Corrects figure in second bullet point and fourth paragraph to 10 percent from 20 percent
By Michael Erman
NEW YORK (Reuters) - Fast money is building in Potash Corp after BHP Billiton Ltd’s $39 billion hostile bid, but the sheer size of the potential deal could limit the sway arbitrageurs and hedge funds have on the outcome.
More than 145 million Potash shares have been traded since the Canadian fertilizer company said last week that BHP had made a $130-per-share buyout offer, according to Reuters data.
While that is equivalent to 50 percent of Potash Corp’s outstanding shares, the number also includes shares that have changed hands more than once.
According to a source familiar with the matter, less than 10 percent of Potash Corp’s shares is estimated to be held by new shareholders, such as arbitrage investors, since the company made BHP’s offer public on August 17.
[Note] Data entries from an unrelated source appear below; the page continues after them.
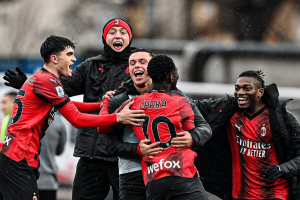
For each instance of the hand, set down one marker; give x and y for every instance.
(183, 140)
(132, 117)
(149, 150)
(108, 95)
(274, 172)
(15, 79)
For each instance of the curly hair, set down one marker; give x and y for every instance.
(136, 50)
(258, 75)
(160, 67)
(54, 45)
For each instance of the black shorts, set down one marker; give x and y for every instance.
(18, 179)
(94, 178)
(176, 188)
(132, 186)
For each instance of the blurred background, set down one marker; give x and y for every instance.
(211, 42)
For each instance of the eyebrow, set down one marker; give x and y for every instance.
(244, 85)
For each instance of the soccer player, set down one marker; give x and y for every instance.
(254, 152)
(93, 78)
(170, 174)
(34, 110)
(6, 107)
(131, 181)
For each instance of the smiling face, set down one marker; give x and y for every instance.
(248, 93)
(117, 38)
(64, 61)
(138, 63)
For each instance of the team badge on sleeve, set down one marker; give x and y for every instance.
(60, 91)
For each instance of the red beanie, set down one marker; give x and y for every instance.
(117, 22)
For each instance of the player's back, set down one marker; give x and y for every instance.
(33, 111)
(166, 114)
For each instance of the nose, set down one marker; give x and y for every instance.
(241, 91)
(74, 59)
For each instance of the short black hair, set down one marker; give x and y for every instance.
(160, 67)
(12, 95)
(54, 45)
(258, 75)
(135, 50)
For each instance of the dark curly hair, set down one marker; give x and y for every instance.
(160, 67)
(258, 75)
(54, 45)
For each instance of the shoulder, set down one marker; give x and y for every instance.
(44, 77)
(117, 101)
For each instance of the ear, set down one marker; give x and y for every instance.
(169, 79)
(54, 59)
(261, 92)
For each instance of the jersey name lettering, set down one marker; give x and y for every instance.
(153, 104)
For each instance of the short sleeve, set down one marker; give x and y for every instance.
(186, 113)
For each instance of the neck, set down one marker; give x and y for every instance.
(144, 88)
(254, 109)
(51, 68)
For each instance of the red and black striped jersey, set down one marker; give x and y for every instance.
(253, 152)
(166, 114)
(33, 111)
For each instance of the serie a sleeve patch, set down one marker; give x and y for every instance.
(60, 91)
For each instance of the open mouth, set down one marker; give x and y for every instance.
(138, 74)
(118, 45)
(242, 100)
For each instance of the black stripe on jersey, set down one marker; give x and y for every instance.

Arbs like to speculate on companies in play because they focus on short-term payouts rather than waiting for longer-term prospects to bear fruit. Thus, they might be willing to sell at a lower price than long-term shareholders.
Arbs, speaking on the condition of anonymity, said fast money is picking up large positions in Potash, but there are limits on how much influence they can accumulate given the company’s large market cap, currently at about $44 billion.
“It’s a big company -- this isn’t Airgas,” said one arb, referring to the chemical company currently trying to fend off a hostile bid by rival Air Products. Arbs have been following that potential transaction closely.
Even if one were to assume 10 percent ownership of Potash by arbitrageurs and hedge funds, that would require more than $4 billion of purchases by the investors.
The same level of activity would buy more than two-thirds of Airgas, which currently has a market capitalization of less than $6 billion.
According to the source familiar with the situation, the arbitrage ownership of Potash Corp is likely to be in the mid-single digit percentage levels.
BHP Chief Executive Officer Marius Kloppers on Wednesday played up the influence of arbs and hedge funds on Potash, saying “quick money makes the decisions at the end of the day.”
“A huge chunk of this register has changed hands in the last week -- I think over 40 percent of the register,” Kloppers said in a CNBC interview. “Clearly there are a lot of arbitrageurs in there. There are a lot of hedge funds and so on.”
Computerized high-frequency trading has inflated volumes in recent years, and fast money like arbitrageurs and hedge funds can trade in and out of stocks targeted in a hostile bid.
While the ability to turn a quick profit might spur some arbitrage investors to sell at a lower price than some long-term investors, any arb that bought into the stock after the BHP offer became public would have paid more than $130.
Potash shares have risen about 30 percent since the world’s largest fertilizer maker disclosed BHP’s bid on August 17. The stock fell 2.4 percent to $145.50 on Wednesday on the New York Stock Exchange.
Hedge funds and arbitrageurs are sophisticated investors and are not necessarily all looking for the same outcome.
“The idea that hedge funds are some giant monolith that all move together is a very dangerous way to look at the world,” said one investor, who believes that shareholders will hold out for significantly more money than is currently on the table.
“There are fast money (investors) who bought at $140 and will sell at $150, but that’s not everybody... The guys who buy the largest positions are the guys who are least likely to think like that,” he said, suggesting they are likely to hold out for more money.
A Reuters poll showed Potash investors think BHP could succeed with a higher bid of $162 a share, while many analysts regard $157 as a winning offer.